What did Donald Trump do today?
He got fake-mad at the free press, and then he got really mad at the free press.
Several weeks ago, New York Times publisher A.G. Sulzberger met with Trump in the White House for an off-the-record discussion. This morning, Trump revealed the existence of that conversation when he tweeted about it, saying that the two had "[s]pent much time talking about the vast amounts of Fake News being put out by the media & how that Fake News has morphed into phrase, 'Enemy of the People.'"
Speaking to the press off the record works both ways, so Sulzberger responded with a brief statement. He said that he had agreed to talk to Trump so that he could "raise concerns about the president’s deeply troubling anti-press rhetoric," which he found "not just divisive but increasingly dangerous." Sulzberger pointed out that Trump's language was being mimicked by dictators, and that Trump's hostility to the free American press is being used in authoritarian regimes to justify killing journalists.
Trump, whose public schedule was once again empty except for shuttling between the White House and his New Jersey golf club, responded to Sulzberger's statement with an enraged four-tweet blast. He said that "insane" journalists were putting people's lives at risk, not the other way around--though he didn't say how.

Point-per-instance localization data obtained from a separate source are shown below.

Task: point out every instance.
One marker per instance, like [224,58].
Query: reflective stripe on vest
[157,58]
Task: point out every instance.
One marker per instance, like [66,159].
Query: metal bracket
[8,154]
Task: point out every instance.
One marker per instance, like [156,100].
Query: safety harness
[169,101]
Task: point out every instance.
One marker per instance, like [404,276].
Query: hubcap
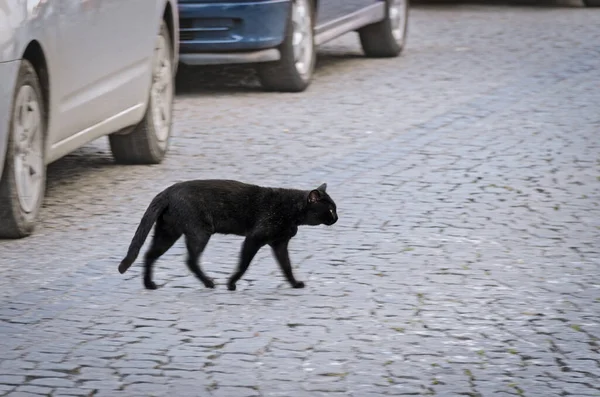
[28,160]
[302,41]
[397,15]
[161,94]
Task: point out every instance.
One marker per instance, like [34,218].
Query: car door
[132,28]
[78,49]
[105,48]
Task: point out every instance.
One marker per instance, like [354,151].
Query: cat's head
[321,210]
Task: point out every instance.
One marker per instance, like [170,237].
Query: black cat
[201,208]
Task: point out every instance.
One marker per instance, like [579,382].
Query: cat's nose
[334,218]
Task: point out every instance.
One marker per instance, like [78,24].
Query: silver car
[72,71]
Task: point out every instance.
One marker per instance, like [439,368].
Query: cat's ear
[314,196]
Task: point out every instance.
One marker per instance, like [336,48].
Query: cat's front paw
[209,283]
[298,284]
[150,285]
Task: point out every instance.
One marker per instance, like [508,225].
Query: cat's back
[223,191]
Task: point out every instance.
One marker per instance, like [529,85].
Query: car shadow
[82,164]
[226,79]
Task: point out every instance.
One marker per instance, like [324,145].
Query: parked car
[71,72]
[280,36]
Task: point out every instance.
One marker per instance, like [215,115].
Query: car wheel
[293,72]
[23,182]
[387,37]
[149,140]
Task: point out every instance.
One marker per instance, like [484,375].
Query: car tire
[23,182]
[148,142]
[387,38]
[293,71]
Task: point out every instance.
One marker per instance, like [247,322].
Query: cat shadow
[227,79]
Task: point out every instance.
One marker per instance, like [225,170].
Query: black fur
[201,208]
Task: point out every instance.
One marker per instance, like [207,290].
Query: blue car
[281,36]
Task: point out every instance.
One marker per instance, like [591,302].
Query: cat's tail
[156,207]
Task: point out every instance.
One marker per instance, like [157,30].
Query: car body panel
[243,31]
[98,55]
[8,76]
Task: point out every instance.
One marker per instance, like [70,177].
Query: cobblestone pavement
[465,262]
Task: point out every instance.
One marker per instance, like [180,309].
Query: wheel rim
[161,93]
[302,39]
[28,159]
[397,15]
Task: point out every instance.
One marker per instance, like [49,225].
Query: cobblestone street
[466,260]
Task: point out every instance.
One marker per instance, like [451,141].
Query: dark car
[281,36]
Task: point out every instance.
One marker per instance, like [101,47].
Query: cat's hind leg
[280,250]
[162,241]
[249,250]
[196,242]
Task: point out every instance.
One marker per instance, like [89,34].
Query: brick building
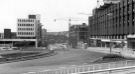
[78,33]
[112,22]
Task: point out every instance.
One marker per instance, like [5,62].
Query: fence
[91,69]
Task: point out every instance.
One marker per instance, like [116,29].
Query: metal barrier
[88,69]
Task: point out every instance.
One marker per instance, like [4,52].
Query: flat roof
[18,39]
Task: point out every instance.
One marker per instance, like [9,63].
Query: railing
[90,68]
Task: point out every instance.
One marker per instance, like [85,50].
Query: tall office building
[29,28]
[7,33]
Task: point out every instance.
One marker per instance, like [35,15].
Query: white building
[1,35]
[29,28]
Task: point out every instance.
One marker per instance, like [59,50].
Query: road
[62,59]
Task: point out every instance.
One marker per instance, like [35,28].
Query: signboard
[111,1]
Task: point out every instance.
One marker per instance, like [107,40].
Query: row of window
[25,24]
[24,20]
[25,33]
[29,29]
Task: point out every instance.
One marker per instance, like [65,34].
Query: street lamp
[111,44]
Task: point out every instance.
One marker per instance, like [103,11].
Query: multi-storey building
[7,33]
[1,35]
[30,28]
[113,22]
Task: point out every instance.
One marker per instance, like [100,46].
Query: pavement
[104,50]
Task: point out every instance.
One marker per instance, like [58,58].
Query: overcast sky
[49,10]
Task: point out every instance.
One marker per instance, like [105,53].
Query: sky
[61,10]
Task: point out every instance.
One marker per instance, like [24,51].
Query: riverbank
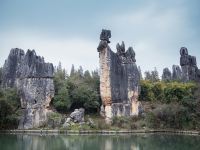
[41,131]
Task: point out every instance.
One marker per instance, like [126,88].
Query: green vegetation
[79,89]
[166,92]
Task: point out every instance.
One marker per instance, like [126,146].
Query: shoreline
[109,132]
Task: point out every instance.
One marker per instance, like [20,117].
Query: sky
[68,30]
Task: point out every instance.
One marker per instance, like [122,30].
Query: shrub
[166,91]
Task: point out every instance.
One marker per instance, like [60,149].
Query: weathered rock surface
[119,78]
[167,75]
[188,71]
[33,79]
[189,67]
[176,73]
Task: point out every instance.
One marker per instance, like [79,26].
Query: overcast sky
[68,30]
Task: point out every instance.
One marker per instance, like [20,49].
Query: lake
[99,142]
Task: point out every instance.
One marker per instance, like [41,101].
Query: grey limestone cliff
[119,79]
[33,79]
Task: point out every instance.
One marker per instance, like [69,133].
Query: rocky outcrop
[33,79]
[167,75]
[188,64]
[119,79]
[188,71]
[176,73]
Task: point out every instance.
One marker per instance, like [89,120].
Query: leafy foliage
[166,91]
[9,108]
[80,89]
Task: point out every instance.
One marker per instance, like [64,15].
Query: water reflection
[99,142]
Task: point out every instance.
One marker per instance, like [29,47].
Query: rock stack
[119,79]
[33,79]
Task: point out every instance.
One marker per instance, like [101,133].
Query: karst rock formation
[33,79]
[119,79]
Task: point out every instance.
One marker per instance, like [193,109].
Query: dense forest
[166,104]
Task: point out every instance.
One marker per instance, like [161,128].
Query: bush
[166,91]
[169,116]
[54,120]
[9,106]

He called the free American press "very unpatriotic" and said that he "would not allow" the country to be "sold out" by the newspaper press.
Why is this bad?
- Trying to discredit the free press is what authoritarians do.
- A president who is given criticism in private and hears only agreement is probably not mentally healthy enough for the job.
- A president who is given criticism in public and reacts with rage is definitely not mentally healthy enough for the job.
- The truth is not whatever is most convenient for Donald Trump.